Life and Death: Twilight Reimagined (Page 98)
“I’m not running anywhere,” I promised.
“We’ll see,” she said, smiling again.
I frowned at her. “Back to the story—Carine was swimming to France.”
She paused, settling into the story again. Reflexively, her eyes flickered to another picture—the most colorful of them all, the most ornately framed, and the largest; it was twice as wide as the door it hung next to. The canvas overflowed with bright figures in swirling robes, writhing around long pillars and off marbled balconies. I couldn’t tell if it represented Greek mythology, or if the characters floating in the clouds above were meant to be biblical.
“Carine swam to France, and continued on through Europe, to the universities there. By night she studied music, science, medicine—and found her calling, her penance, in that, in saving human lives.” Her expression became reverent. “I can’t adequately describe the struggle; it took Carine two centuries of torturous effort to perfect her self-control. Now she is all but immune to the scent of human blood, and she is able to do the work she loves without agony. She finds a great deal of peace there, at the hospital.…” Edythe stared off into space for a long moment. Suddenly she seemed to remember the story. She tapped her finger against the huge painting in front of us.

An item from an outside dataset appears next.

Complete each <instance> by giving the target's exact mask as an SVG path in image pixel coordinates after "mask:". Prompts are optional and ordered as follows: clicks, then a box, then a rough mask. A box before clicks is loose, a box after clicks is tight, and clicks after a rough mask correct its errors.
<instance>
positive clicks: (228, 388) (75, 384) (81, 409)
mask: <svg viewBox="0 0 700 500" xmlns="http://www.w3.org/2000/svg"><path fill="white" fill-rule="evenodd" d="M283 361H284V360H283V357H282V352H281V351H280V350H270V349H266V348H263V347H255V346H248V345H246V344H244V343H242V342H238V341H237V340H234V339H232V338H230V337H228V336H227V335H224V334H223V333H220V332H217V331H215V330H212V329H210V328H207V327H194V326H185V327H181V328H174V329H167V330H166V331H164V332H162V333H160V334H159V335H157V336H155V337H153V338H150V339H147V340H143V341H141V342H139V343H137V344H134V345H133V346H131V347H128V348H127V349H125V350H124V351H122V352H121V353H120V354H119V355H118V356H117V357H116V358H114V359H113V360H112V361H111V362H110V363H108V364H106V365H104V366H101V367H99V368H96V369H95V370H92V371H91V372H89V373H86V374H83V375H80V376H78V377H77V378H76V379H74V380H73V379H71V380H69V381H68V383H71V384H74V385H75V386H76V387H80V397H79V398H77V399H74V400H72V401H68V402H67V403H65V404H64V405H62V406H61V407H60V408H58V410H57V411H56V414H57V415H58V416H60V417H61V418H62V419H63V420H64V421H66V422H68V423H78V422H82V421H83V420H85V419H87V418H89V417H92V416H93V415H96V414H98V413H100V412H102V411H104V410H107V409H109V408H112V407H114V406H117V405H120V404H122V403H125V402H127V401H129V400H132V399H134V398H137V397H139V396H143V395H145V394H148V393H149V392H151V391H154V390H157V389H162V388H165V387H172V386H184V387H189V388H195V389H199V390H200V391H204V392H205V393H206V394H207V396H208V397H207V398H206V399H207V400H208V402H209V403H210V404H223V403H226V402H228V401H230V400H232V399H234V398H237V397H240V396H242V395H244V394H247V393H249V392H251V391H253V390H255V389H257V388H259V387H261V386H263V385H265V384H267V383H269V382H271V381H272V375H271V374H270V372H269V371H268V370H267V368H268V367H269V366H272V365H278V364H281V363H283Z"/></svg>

“She was studying in Italy when she discovered the others there. They were much more civilized and educated than the wraiths of the London sewers.”

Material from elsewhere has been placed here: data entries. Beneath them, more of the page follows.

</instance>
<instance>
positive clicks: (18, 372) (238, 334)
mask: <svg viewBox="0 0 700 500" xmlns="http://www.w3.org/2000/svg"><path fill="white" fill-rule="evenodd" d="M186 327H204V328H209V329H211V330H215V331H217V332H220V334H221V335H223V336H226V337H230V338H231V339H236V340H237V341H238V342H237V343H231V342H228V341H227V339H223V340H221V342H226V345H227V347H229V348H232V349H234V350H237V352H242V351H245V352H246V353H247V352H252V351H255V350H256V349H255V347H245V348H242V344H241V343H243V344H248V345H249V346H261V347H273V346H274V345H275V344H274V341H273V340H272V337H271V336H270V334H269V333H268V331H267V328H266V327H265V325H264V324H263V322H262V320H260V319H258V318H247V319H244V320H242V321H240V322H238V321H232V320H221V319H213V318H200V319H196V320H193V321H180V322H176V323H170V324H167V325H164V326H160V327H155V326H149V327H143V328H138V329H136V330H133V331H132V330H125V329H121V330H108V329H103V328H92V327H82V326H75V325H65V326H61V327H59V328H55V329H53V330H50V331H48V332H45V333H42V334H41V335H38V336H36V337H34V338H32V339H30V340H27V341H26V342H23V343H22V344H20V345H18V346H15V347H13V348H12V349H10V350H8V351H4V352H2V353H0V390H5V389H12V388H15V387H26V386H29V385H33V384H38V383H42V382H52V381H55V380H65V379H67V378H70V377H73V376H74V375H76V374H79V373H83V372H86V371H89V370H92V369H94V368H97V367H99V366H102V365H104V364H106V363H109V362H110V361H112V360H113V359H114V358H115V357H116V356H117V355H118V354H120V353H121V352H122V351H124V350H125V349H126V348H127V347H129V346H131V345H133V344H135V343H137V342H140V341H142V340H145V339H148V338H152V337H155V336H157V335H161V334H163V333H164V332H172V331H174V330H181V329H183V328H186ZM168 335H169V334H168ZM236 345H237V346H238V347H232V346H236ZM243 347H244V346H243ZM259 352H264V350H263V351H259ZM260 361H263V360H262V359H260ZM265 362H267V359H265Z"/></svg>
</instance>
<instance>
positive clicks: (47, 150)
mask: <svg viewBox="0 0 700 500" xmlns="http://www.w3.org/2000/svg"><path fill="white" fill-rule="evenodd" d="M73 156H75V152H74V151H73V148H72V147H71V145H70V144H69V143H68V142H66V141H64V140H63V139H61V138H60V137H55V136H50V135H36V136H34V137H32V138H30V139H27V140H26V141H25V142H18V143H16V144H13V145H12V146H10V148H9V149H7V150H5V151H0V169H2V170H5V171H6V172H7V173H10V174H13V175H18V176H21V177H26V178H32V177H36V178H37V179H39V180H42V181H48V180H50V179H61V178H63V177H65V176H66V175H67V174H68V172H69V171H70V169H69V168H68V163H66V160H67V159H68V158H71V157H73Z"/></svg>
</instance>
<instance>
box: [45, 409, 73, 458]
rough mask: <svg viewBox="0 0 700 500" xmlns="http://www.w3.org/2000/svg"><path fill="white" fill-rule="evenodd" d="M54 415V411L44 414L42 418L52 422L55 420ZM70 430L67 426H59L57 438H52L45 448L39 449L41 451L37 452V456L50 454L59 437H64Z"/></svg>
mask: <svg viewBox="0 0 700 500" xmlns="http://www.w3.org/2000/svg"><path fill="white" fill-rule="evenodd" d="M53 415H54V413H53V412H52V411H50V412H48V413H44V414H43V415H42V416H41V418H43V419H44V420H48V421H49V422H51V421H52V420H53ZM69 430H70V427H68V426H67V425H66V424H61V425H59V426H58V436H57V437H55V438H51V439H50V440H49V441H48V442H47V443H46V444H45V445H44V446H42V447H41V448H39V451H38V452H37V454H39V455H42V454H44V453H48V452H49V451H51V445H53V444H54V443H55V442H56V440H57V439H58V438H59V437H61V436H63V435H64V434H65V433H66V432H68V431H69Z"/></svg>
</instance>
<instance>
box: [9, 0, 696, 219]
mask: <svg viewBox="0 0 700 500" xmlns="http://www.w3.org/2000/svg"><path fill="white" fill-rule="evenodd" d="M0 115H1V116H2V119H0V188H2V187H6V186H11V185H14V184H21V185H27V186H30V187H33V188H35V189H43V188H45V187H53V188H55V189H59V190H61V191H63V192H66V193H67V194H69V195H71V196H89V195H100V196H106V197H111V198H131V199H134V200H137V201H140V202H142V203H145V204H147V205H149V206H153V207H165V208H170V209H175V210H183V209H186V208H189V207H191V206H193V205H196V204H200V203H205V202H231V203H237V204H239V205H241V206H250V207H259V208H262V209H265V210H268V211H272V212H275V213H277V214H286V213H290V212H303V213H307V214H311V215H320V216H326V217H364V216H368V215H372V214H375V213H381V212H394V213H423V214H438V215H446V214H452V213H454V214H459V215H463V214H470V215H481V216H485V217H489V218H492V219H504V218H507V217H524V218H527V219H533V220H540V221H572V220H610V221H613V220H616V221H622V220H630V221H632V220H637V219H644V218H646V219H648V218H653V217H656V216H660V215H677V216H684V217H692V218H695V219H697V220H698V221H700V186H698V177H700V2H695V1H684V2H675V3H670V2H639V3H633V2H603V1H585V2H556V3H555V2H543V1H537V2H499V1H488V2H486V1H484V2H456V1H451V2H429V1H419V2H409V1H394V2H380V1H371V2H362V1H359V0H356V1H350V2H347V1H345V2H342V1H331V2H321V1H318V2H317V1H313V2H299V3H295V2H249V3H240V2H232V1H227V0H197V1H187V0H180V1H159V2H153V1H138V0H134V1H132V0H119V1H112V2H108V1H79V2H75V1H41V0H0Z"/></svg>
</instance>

She pointed up to a comparatively dignified group of figures painted on the highest balcony, looking down calmly on the mayhem below them. I looked carefully at the little assembly and realized, with a startled laugh, that I recognized the golden-haired woman standing off to one side.
“Solimena was greatly inspired by Carine’s friends. He often painted them as gods.” Edythe laughed. “Sulpicia, Marcus, and Athenodora,” she said, indicating the other three. “Nighttime patrons of the arts.”
The first woman and man were black-haired, the second woman was pale blond. All wore richly colored gowns, while Carine was painted in white.
“What about that one?” I asked, pointing to a small, nondescript girl with light brown hair and clothes. She was on her knees clinging to the other woman’s skirts—the woman with the elaborate black curls.
“Mele,” she said. “A… servant, I suppose you could call her. Sulpicia’s little thief.”
“What happened to them?” I wondered aloud, my fingertip hovering a centimeter from the figures on the canvas.
“They’re still there.” She shrugged. “As they have been for millennia. Carine stayed with them only for a short time, just a few decades. She admired their civility, their refinement, but they persisted in trying to cure her aversion to her natural food source, as they called it. They tried to persuade her, and she tried to persuade them, to no avail. Eventually, Carine decided to try the New World. She dreamed of finding others like herself. She was very lonely, you see.
“She didn’t find anyone for a long time. But as monsters became the stuff of fairy tales, she found she could interact with unsuspecting humans as if she were one of them. She began working as a nurse—though her learning and skill exceeded that of the surgeons of the day, as a woman, she couldn’t be accepted in another role. She did what she could to save patients from less able doctors when no one was looking. But though she worked closely with humans, the companionship she craved evaded her; she couldn’t risk familiarity.
“When the influenza epidemic hit, she was working nights in a hospital in Chicago. She’d been turning over an idea in her mind for several years, and she had almost decided to act—since she couldn’t find a companion, she would create one. She wasn’t sure which parts of her own transformation were actually necessary, and which were simply for the enjoyment of her sadistic creator, so she was hesitant. And she was loath to steal anyone’s life the way hers had been stolen. It was in that frame of mind that she found me. There was no hope for me; I was left in a ward with the dying. She had nursed my parents, and knew I was alone. She decided to try.…”
Her voice, nearly a whisper now, trailed off. She stared unseeingly through the long windows. I wondered which images filled her mind now, Carine’s memories or her own. I waited.
She turned back to me, smiling softly. “And now we’ve come full circle.”
“So you’ve always been with Carine?”
She took my hand again and pulled me back out into the hallway. I looked back toward the pictures I couldn’t see anymore, wondering if I’d ever get to hear the other stories.
She didn’t add anything as we walked down the hall, so I asked, “Almost?”
Edythe sighed, pursed her lips, and then looked up at me from the corner of her eye.
“You don’t want to answer that, do you?” I said.
“It wasn’t my finest hour.”
We started up another flight of stairs.
“You can tell me anything.”
She paused when we got to the top of the stairs and stared into my eyes for a few seconds.
“I suppose I owe you that. You should know who I am.”
I got the feeling that what she was saying now was directly connected to what she’d said before, about me running away screaming. I carefully set my face and braced myself.
She took a deep breath. “I had a typical bout of rebellious adolescence—about ten years after I was… born… created, whatever you want to call it. I wasn’t sold on Carine’s life of abstinence, and I resented her for curbing my appetite. So… I went off on my own for a time.”